After college I moved to Venice, Italy. I didn’t want to leave the warm pocket of New York I had found, but I went alone and I stayed for several months and that single decision at the age of 23 transformed me. It made me fall in love with the world.

Recommend a book or poem that has changed your perspective on life?
It’s an obvious one, but I still find myself quoting lines from T.S. Elliot’s “The Wasteland.” It holds inside of it so many raw truths. “These fragments I have shored against my ruins….. Shantih, shantih, shantih”’—peace passeth understanding.

What is your earliest childhood memory?
No one believes me, and I’m not sure if I believe me anymore, or if this memory is merely some very early induction based on the story someone told me, but I swear I remember lying under a bright light on a surgical table at about six months old while doctors are crowded around me: I had pyloric stenosis and I was having an operation to remove the blockage in my intestines. I remember my father coming into the unit. And that’s it. Just that memory, the light, the doctors, my father, then darkness. But I do have the scar across my stomach.

What’s the most important relationship in your life?
This seems like a dodge, because I have so many people in my life that I love so much it almost frightens me, but, as I’m just releasing a novel into the world, I’m going to say the reader, the one I don’t know, who takes a chance and follows my story. It’s really a miraculous relationship between writer and reader, and I think it’s generous in both ways: I always find it very generous that someone has taken five or eight or ten hours out of their busy lives to read something I wrote.

What’s the most romantic action you’ve taken?
I did buy someone I love plant-cultivation classes at the New York Botanical Gardens. Why give flowers when you can give the gift of growing them?

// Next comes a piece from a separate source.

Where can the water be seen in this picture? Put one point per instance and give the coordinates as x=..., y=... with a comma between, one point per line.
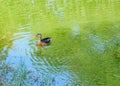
x=85, y=40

A very edifying romantic action, I think, although I didn’t have to wake up early every Saturday morning and take the subway to the Bronx for the lessons.

What’s the most spiritual action you’ve taken?
A writer friend once said to me that she struggles every day not to find God. And I agree. I was raised Catholic and I feel like I spent my teens and early twenties stripping religion from my life. Now that I’m older, I do see the beauty and community and the drowning of the ego in it too. Occasionally, I will creep into a church and sit in the back pews or line up on Ash Wednesday and get ashes on my forehead. But really the most spiritual action for me lies in travel. I’m a humanist and there is something approaching God in seeing how others on the opposite side of the planet live and work and take care of their families.

If you could wish for one change in the world what would it be?
Better, less expensive health care for everyone. And while I’m at it, I’m willing to reconsider the invention of a microchip placed in the brain that instantly allows you to speak foreign languages. I used to be opposed to that idea, but I’ve yet again just stopped Italian classes. I am never going to learn this damn language on my own.

Orient by Christopher Bollen is out now, published by Simon & Schuster.